When the Queen Street West cowboys first began making records in the late 1980s, albums were still regularly being issued in grooved, black, circular platters. A recent resurgence in polyvinyl chloride has been happening for five years now.
If you compile music on computer, it has a tendency to get lost. Albums don't allow you to do that. I think we're keeping alive a way of listening to music that still has the power to capture people. Jim Cuddy
What Blue Rodeo's latest represents is a romantic clinging to the old-fashioned music packaging, even if the record's lyrical theme suggests that some things are better off left behind. "If you compile music on computer, it has a tendency to get lost," said Jim Cuddy, one of the band's two principals. "Albums don't allow you to do that. I think we're keeping alive a way of listening to music that still has the power to capture people."
Cuddy is talking specifically about vinyl releases, but in broader terms he is referring to the record album as a collection of songs, regardless of format.
Recently, Radiohead's Thom Yorke audaciously declared that his band had no intention of releasing full albums in the future and will instead focus on download-only singles and EPs. "We felt that that was a pronouncement from the British mount that didn't really make much sense," said Cuddy, calling from Calgary last week. "I think there's a lot of discovery about records that has to do with further absorption into music."
There are a couple of things unique with the band's gate-fold vinyl release. One, it's being issued by a major label: Warner, Blue Rodeo's long-time home. (Smaller independent labels, on the other hand, issue vinyl as a matter of course.) "It's nice that our record company is co-operating so generously," said Greg Keelor, Cuddy's counterpart. "Sometimes a vinyl release is an afterthought."
That's less and less the case. Eighteen months ago, the big EMI label, for example, had only one non-import vinyl title in its catalogue. Today, the number is close to 230.
The second peculiarity of The Things We Left Behind is that the song sequencing of the seventies-steeped material was done with album sides in mind. "We had a lot of songs, and when we tried to arrange them into a modern format, it didn't have any natural integrity for us," explained Cuddy, who dismissed the idea of a standard CD supplemented with "bonus" tracks. "It made more sense to arrange it into two normal-sized records."

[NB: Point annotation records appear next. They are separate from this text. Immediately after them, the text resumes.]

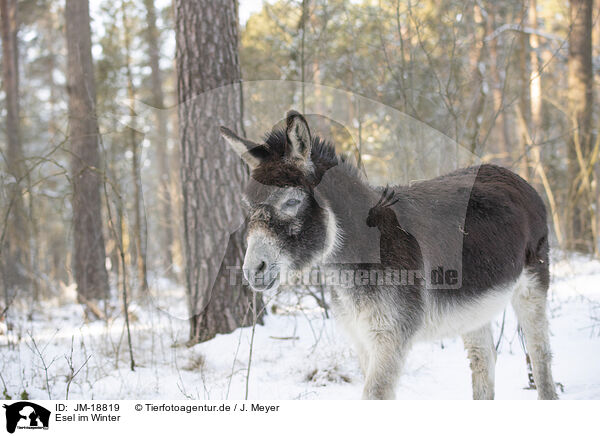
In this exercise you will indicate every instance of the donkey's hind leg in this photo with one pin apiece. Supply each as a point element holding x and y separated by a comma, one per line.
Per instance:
<point>482,354</point>
<point>529,302</point>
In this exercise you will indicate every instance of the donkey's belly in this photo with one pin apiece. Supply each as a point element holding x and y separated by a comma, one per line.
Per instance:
<point>450,317</point>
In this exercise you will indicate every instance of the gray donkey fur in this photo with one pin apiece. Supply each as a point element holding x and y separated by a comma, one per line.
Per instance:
<point>483,229</point>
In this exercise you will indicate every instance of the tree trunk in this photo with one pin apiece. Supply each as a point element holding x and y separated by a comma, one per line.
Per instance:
<point>89,252</point>
<point>15,235</point>
<point>212,175</point>
<point>139,233</point>
<point>524,104</point>
<point>160,139</point>
<point>580,103</point>
<point>535,80</point>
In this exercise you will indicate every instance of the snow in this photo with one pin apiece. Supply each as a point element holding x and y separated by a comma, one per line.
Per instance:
<point>297,354</point>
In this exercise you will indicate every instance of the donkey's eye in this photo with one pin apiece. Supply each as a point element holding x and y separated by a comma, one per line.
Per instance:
<point>291,202</point>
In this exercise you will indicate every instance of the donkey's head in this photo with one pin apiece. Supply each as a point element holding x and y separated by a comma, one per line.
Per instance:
<point>289,228</point>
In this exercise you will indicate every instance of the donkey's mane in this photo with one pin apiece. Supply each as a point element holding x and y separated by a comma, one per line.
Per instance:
<point>323,151</point>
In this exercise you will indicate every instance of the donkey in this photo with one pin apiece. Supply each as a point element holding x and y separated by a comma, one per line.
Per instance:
<point>308,206</point>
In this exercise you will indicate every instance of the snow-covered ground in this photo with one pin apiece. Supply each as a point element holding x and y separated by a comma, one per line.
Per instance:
<point>297,354</point>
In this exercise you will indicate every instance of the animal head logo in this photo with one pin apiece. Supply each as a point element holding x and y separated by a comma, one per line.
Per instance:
<point>24,414</point>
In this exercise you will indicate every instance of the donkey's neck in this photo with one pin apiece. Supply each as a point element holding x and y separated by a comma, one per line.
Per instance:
<point>348,198</point>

Once the choice of two eight-song records/discs was made, it was easier to decide what to do with a track such as the contemplative Don't Let the Darkness in Your Head . Keelor and Cuddy knew that they wanted it as a starting point, and now they had two places for it - either at the start of disc one or the lead track on the second disc, where it eventually landed. Gossip, with its brooding air of finality, was used to end the first disc, leaving the shadowy Venus Rising as the album's striking final statement.
The record industry as we've known it is collapsing, and Blue Rodeo is unpredictably dashing back into the house to grab the gramophones. Everybody is surprised with the move, save for Keelor. "I've never really left the vinyl world," he explained, "so it's nice that everybody's caught up to me."
Blue Rodeo plays Victoria, Nov. 24; Vancouver, Nov. 26 and 27; and Stratford, Ont., Dec. 4 and 5, with a national tour set for early 2010.